France: Emmanuel Macron veut mieux rémunérer les agriculteurs

Lors de son discours aux Etats généraux de l’alimentation à Rungis, le président Emmanuel Macron a annoncé les premières mesures pour mieux rémunérer les agriculteurs. Le chef de l'Etat a proposé aux producteurs de fixer leur prix à partir de leur coût de production, un changement radical pour la filière.

Actuellement, les prix sont fixés chaque année par les acteurs de la filière. Ces négociations annuelles sont souvent houleuses voir conflictuelles car c'est la grande distribution et les industriels qui fixent le prix d'achat. Les agriculteurs n'ont pas voix au chapitre. Pour éviter trop d'abus, le législateur a mis en place des gardes fous. D'abord en 2008 avec la loi de modernisation, puis en 2016 avec la loi Sapin 2. Mais dans la réalité le rapport de force penche souvent en faveur de la grande distribution. Faute d'accord sur les prix, les enseignes s'autorisent à ne pas mettre en valeur les produits concernés dans les rayons, voire, même, à les retirer.

Redonner la main aux producteurs sur les prix, c'est enlever aux industriels leur prérogative en matière de négociations. L'idée est de protéger les agriculteurs et les producteurs qui n'arrivent plus à vivre de leur travail. Pour cela, il faut mettre un terme à la guerre des prix bas à laquelle se livrent les grands enseignes de la distribution. A force de promotions, le consommateur n'est plus en mesure de connaître le juste prix d'un produit.

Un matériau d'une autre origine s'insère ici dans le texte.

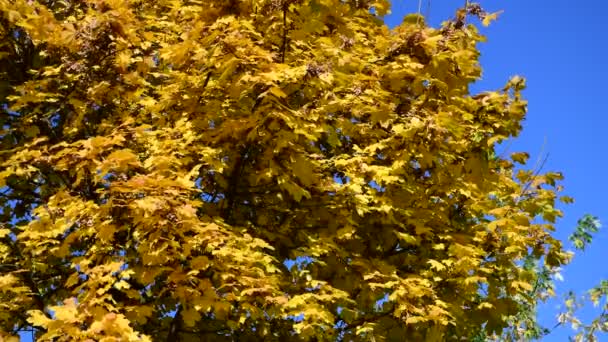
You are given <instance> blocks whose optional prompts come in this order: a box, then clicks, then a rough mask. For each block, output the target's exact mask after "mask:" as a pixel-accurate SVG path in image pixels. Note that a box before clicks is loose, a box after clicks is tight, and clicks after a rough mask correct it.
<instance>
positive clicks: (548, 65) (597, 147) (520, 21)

Un nouveau contrat entre les industriels, la grande distribution et les agriculteurs

Emmanuel Macron a acté la mise en place d'une loi visant à instaurer un nouveau contrat entre les industriels, la grande distribution et les producteurs. Cette loi en faveur des agriculteurs va permettre de fixer les prix en tenant compte du coût de production. C'est à partir de ce prix de revient que l'industrie agroalimentaire et la grande distribution fixeront leur marge.

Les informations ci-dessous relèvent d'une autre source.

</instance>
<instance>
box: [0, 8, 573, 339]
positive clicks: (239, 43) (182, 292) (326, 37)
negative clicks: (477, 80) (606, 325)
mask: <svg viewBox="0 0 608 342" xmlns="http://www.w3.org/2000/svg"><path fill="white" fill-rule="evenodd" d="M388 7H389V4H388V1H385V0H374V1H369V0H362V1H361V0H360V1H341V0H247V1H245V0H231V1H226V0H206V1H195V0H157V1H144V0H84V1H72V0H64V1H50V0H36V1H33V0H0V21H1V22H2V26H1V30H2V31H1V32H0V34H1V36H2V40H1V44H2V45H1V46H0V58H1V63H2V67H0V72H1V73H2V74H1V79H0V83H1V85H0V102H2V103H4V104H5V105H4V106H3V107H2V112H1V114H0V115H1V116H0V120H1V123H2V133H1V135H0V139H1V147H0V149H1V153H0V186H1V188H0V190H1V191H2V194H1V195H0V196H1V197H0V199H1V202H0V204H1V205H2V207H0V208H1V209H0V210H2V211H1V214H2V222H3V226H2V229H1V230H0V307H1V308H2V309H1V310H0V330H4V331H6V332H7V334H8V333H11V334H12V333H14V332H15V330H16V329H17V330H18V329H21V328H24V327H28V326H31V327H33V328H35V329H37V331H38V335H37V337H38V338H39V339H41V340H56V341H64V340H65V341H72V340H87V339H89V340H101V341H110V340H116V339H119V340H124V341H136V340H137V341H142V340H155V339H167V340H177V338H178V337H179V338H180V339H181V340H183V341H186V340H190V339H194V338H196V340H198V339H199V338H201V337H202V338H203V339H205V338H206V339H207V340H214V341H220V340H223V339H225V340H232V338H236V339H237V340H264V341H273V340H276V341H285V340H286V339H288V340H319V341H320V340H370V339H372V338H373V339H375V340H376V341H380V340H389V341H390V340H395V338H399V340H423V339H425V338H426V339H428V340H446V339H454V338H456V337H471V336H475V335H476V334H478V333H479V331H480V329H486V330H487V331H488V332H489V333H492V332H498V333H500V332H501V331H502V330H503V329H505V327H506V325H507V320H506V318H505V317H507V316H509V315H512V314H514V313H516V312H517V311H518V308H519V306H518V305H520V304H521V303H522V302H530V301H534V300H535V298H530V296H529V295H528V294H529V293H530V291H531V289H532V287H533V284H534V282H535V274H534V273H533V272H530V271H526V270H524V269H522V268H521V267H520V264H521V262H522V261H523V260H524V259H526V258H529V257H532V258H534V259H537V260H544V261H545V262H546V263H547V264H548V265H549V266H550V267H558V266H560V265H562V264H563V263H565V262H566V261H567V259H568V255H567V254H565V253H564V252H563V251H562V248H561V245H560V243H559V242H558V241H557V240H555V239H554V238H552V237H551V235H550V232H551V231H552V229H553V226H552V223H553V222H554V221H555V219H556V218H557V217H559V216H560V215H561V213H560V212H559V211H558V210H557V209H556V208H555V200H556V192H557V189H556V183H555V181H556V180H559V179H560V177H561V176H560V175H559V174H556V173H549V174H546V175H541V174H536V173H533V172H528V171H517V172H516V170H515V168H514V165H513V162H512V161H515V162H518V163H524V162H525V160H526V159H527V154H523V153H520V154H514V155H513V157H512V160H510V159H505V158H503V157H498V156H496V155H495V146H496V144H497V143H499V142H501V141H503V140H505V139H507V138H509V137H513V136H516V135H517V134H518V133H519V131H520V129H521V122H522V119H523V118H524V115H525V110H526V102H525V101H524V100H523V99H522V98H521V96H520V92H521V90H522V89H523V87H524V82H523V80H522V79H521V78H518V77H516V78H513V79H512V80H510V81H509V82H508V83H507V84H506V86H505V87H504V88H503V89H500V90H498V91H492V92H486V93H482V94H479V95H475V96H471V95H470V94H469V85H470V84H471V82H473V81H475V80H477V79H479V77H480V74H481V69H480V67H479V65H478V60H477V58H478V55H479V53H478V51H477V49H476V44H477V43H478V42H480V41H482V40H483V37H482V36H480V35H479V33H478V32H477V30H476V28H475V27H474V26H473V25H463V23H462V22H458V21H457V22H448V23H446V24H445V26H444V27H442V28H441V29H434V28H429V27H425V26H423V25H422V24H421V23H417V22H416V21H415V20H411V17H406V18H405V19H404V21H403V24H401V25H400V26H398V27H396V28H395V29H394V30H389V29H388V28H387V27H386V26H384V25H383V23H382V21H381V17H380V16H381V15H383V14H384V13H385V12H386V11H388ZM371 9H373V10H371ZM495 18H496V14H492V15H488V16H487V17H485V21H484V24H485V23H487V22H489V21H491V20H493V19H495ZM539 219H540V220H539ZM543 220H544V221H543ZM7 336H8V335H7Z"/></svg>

On imagine déjà les craintes. Les prix dans les rayons risquent d’augmenter, au détriment des consommateurs. C'est l'argument d'Edouard Leclerc, patron de l'enseigne éponyme qui affirme que des milliers d'articles pourraient augmenter de 5 à 15%. Cette future loi pourrait aussi interdire des prix trop bas et encadrer le prix des ventes à perte. A contrario, Serge Papin, patron de l'enseigne Système U dénonce une situation injuste. Selon lui, les fortes marges se réalisent essentiellement sur les produits agricoles, alors que les faibles marges se font sur les produits de grande consommation.

Un proposition viable ?

Face à la puissance de la grande distribution, la proposition du président Macron d'inverser le mode de calcul du prix, est-elle réalisable ? De fait un procédé similaire est déjà en place, mais ce n’est pas l’agriculteur qui fixe le prix, c’est le consommateur. La nouvelle marque « C'est qui le patron » a lancé il y a 10 mois une brique de lait équitable. Par le biais des réseaux sociaux, ses fondateurs ont soumis aux consommateurs un questionnaire concernant leur attente sur la qualité du lait et combien ils seraient prêts à payer pour. L'expérience est concluante. Ils ont choisi les critères les plus élevés, en incluant des jours de vacances pour l'agriculteur. Soit un coût supplémentaire de 9 centimes par brique de lait pour le client. Résultat : dix-huit millions de briques de lait ont été vendues en dix mois. Preuve pour Nicolas Chabanne, cofondateur de la marque « C'est qui le patron » que la proposition d'Emmanuel Macron est viable.

Reste que le président de la République ne pourra rien contre le commerce international. Il y aura toujours des enseignes à bas coût pour proposer des produits venant de l'étranger à des prix concurrentiels.